- @fffrog
- @can-gaa-hou
- @KarhouTam
This RFC proposes a cross-repo CI coordination mechanism based on a GitHub App and a Relay Server. The system allows specific events in the PyTorch repository to automatically trigger CI jobs in downstream repos. Based on configuration, results can optionally be reported back to the PyTorch PR check list or HUD, with support for hints, PR blocking, re-runs, and update notifications. This provides strong compatibility guarantees between PyTorch and its downstream repositories.
Note
- This design does not guarantee 100% event delivery.
- Each downstream repo that uses this mechanism is the primary owner of its own CI failures.
This design involves four core components:
- GitHub App: The authentication and decoupling hub. It declares required permissions, event subscriptions, and handles authorization.
- PyTorch Repo: The upstream event source. It authorizes external communication through the GitHub App.
- Relay Server: The core dispatcher. It handles Webhook events from GitHub and callback requests from downstream repos.

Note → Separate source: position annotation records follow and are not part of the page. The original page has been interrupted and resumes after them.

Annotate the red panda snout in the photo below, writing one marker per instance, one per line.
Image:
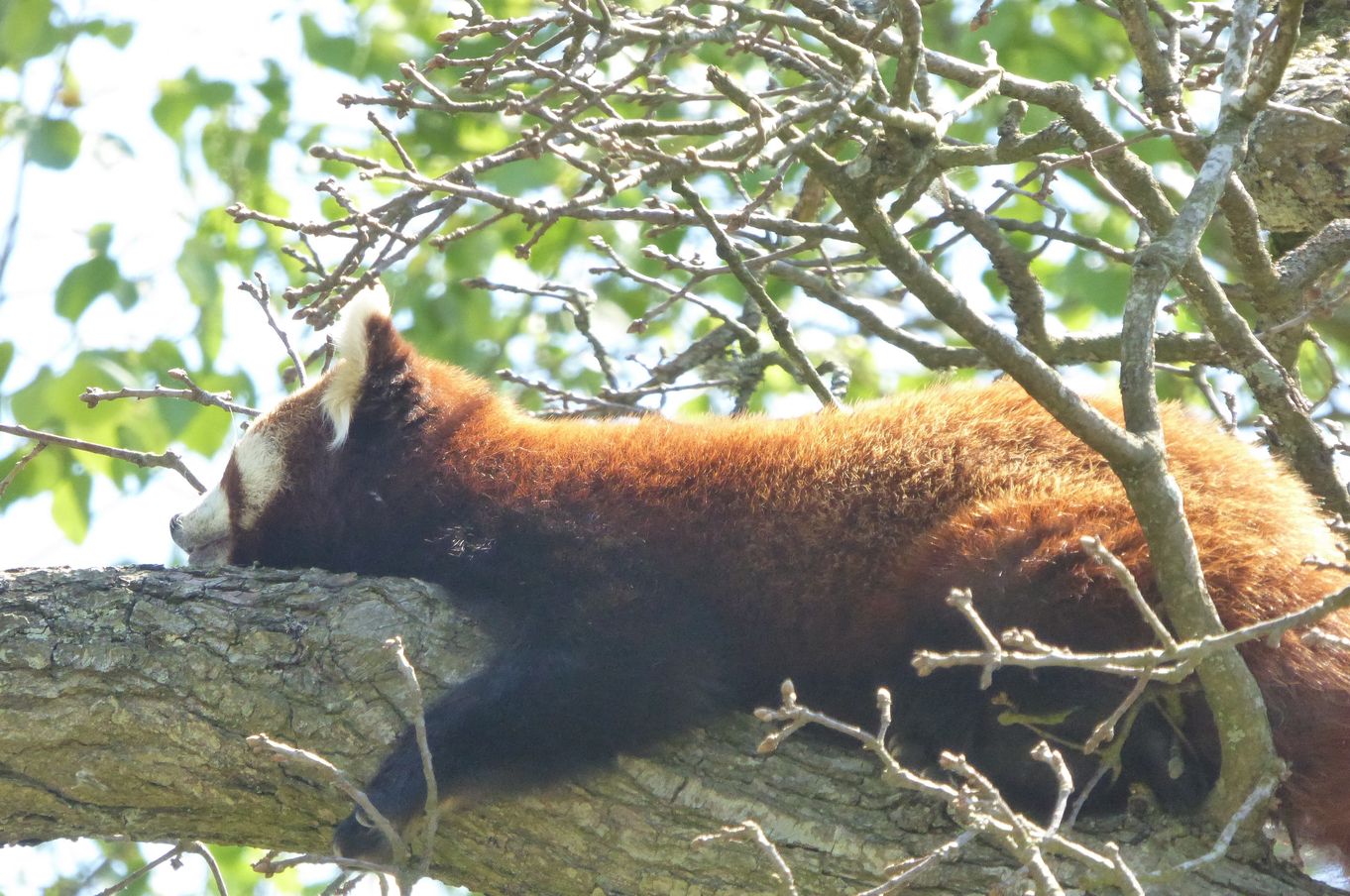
(204, 530)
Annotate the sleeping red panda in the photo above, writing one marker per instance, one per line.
(653, 574)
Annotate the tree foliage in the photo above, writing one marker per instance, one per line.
(731, 205)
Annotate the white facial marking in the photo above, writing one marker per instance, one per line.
(262, 473)
(343, 391)
(204, 530)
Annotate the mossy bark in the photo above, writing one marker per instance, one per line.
(126, 697)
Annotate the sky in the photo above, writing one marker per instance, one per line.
(153, 211)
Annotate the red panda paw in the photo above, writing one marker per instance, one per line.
(357, 837)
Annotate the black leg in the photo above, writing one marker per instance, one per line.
(548, 709)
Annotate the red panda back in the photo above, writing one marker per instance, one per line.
(693, 566)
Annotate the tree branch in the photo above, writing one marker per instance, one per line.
(130, 694)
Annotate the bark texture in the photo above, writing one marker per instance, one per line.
(126, 697)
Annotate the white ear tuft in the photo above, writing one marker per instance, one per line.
(343, 391)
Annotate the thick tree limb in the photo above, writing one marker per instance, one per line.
(126, 697)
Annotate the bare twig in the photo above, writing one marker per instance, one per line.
(168, 459)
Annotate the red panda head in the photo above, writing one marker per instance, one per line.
(328, 474)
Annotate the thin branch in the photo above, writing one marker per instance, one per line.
(168, 459)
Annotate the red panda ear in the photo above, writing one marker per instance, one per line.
(366, 343)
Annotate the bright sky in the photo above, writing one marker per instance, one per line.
(152, 211)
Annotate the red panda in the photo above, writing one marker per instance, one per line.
(648, 575)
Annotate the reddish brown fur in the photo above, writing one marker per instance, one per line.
(862, 522)
(828, 542)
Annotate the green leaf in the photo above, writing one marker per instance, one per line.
(85, 282)
(26, 31)
(70, 504)
(336, 53)
(55, 143)
(100, 238)
(119, 36)
(178, 99)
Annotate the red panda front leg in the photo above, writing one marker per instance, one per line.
(564, 701)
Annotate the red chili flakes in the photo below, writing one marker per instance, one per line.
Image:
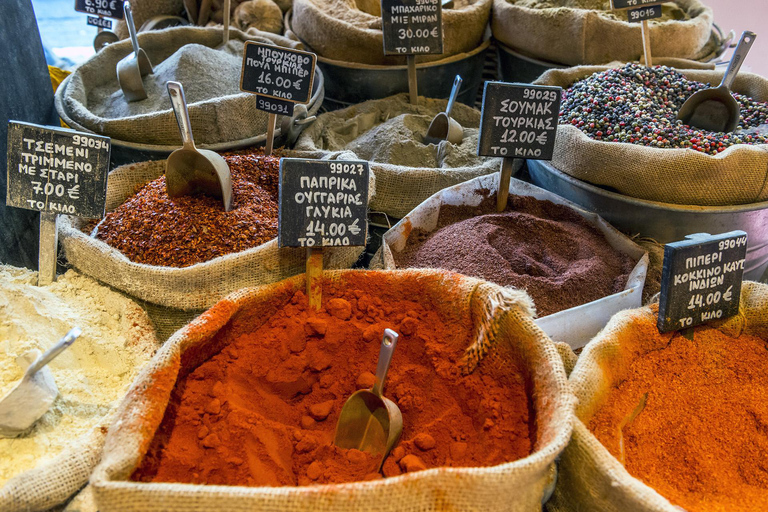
(153, 229)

- Downstream Repos: The repos that actually run the tests (out-of-tree backend accelerator plugins).
The overall flow and component responsibilities are shown below:
sequenceDiagram
actor Dev as Developer
participant PT as PyTorch
box rgba(36,41,47,0.08) GitHub Platform
participant APP as GitHub App<br/>(Auth Hub)
participant API as GitHub API
end
box rgba(0,118,255,0.08) Relay Server
participant GW as AWS API Gateway
participant LM as AWS Lambda
participant CH as ClickHouse
end
participant DS as Downstream Repo
Dev->>PT: Create/Update PR / Re-run Check
PT->>APP: Webhook Event<br/>(PR opened/reopened/synchronize, Check rerequested)
APP->>GW: POST /relay-webhook<br/>(event payload)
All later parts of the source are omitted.